1. Jean Piaget, teorinya disebut “Cognitive Developmental”
   Tahap-tahap Perkembangan Piaget: 
1. Tingkat Sensorimotor (0-2 tahun) 
  Anak mulai belajar dan mengendalikan lingkungannya melalui kemampuan panca indra dan gerakannya. Perilaku bayi pada tahap ini semata-mata berdasarkan pada stimulus yang diterimanya. Sekitar usia 8 bulan, bayi memiliki pengetahuan object permanence yaitu walaupun objek pada suatu saat tak terlihat di depan matanya, tak berarti objek itu tidak ada. Sebelum usia 8 bulan bayi pada umumnya beranggapan benda yang tak mereka lihat berarti tak ada. Pada tahap ini, bayi memiliki dunianya berdasarkan pengamatannya atas dasar gerakan/aktivitas yang dilakukan orang-orang di sekelilingnya. 
Ciri-ciri sensorimotor:
Didasarkan tindakan praktis.
Inteligensi bersifat aksi, bukan refleksi.
Menyangkut jarak yang pendek antara subjek dan objek.
Mengenai periode sensorimotor: 
• Umur hanyalah pendekatan. Periode-periode tergantung pada banyak faktor lingkungan sosial dan kematangan fisik. 
• Urutan periode tetap. 
• Perkembangan gradual dan merupakan proses yang kontinu. 

2. Tahap Praoperational (2-7 tahun) 
   Pada tahap ini anak sudah mampu berpikir sebelum bertindak, meskipun kemampuan berpikirnya belum sampai pada tingkat kemampuan berpikir logis. Masa 2-7 tahun, kehidupan anak juga ditandai dengan sikap egosentris, di mana mereka berpikir subyektif dan tidak mampu melihat obyektifitas pandangan orang lain, sehingga mereka sukar menerima pandangan orang lain. Ciri lain dari anak yang perkembangan kognisinya ada pada tahap praoperational adalah ketidakmampuannya membedakan bahwa 2 objek yang sama memiliki masa, jumlah atau volume yang tetap walau bentuknya berubah-ubah.
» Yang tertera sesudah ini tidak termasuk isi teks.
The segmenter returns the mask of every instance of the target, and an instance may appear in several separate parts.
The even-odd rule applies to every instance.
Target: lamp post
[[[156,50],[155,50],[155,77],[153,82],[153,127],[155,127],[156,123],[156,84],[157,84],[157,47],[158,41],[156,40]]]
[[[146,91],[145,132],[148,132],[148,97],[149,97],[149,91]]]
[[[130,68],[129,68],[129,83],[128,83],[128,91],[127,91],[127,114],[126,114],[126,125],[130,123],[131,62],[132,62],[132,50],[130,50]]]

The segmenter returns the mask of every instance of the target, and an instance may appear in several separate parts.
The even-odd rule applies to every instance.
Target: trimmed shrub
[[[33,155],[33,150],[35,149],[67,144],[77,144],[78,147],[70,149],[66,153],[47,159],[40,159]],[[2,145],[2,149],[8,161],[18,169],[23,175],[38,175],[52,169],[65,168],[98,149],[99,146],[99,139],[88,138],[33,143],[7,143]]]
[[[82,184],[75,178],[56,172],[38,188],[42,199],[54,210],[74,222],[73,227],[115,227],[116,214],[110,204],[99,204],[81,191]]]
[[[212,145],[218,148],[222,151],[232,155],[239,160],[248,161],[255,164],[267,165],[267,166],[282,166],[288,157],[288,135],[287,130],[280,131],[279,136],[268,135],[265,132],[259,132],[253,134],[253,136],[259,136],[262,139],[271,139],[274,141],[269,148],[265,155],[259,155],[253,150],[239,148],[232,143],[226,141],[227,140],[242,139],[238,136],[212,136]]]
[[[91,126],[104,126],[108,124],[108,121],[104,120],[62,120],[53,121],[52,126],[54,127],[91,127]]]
Karena belum berpikir abstrak, maka anak-anak di usia ini lebih mudah belajar jika guru melibatkan penggunaan benda yang konkrit daripada menggunakan hanya kata-kata.
Fungsi Semiotik pada beberapa gejala 
  1. Imitasi tak langsung (panah) membuat imitasi yang secara tidak langsung dari bendanya sendiri. Contoh: anak bermain kue-kuean sendiri, pasar-pasaran. 
  2. Permainan simbolis. Contoh: mobil-mobilan dengan balok-balok kecil. 
  3. Permainan simbolis dapat merupakan ungkapan diri anak. 
  4. Menggambar. Anak dapat menggambar realistis tetapi tidak proporsional. Contoh: gambar rumah dan pepohonan tegak lurus di lereng pegunungan. 
  5. Mengetahui bentuk-bentuk dasar geometris: bulat, bundar, persegi. 
  6. Bahasa ungkapan. Anak mulai menggunakan suara sebagai representasi benda atau kejadian. 
  7. Perkembangan bahasa sangat memperlancar perkembangan konseptual anak dan juga perkembangan kognitif anak. 
  8. Menurut Piaget: perkembangan bahasa merupakan transisi dari sifat egosentris keinterkomunikasi sosial. 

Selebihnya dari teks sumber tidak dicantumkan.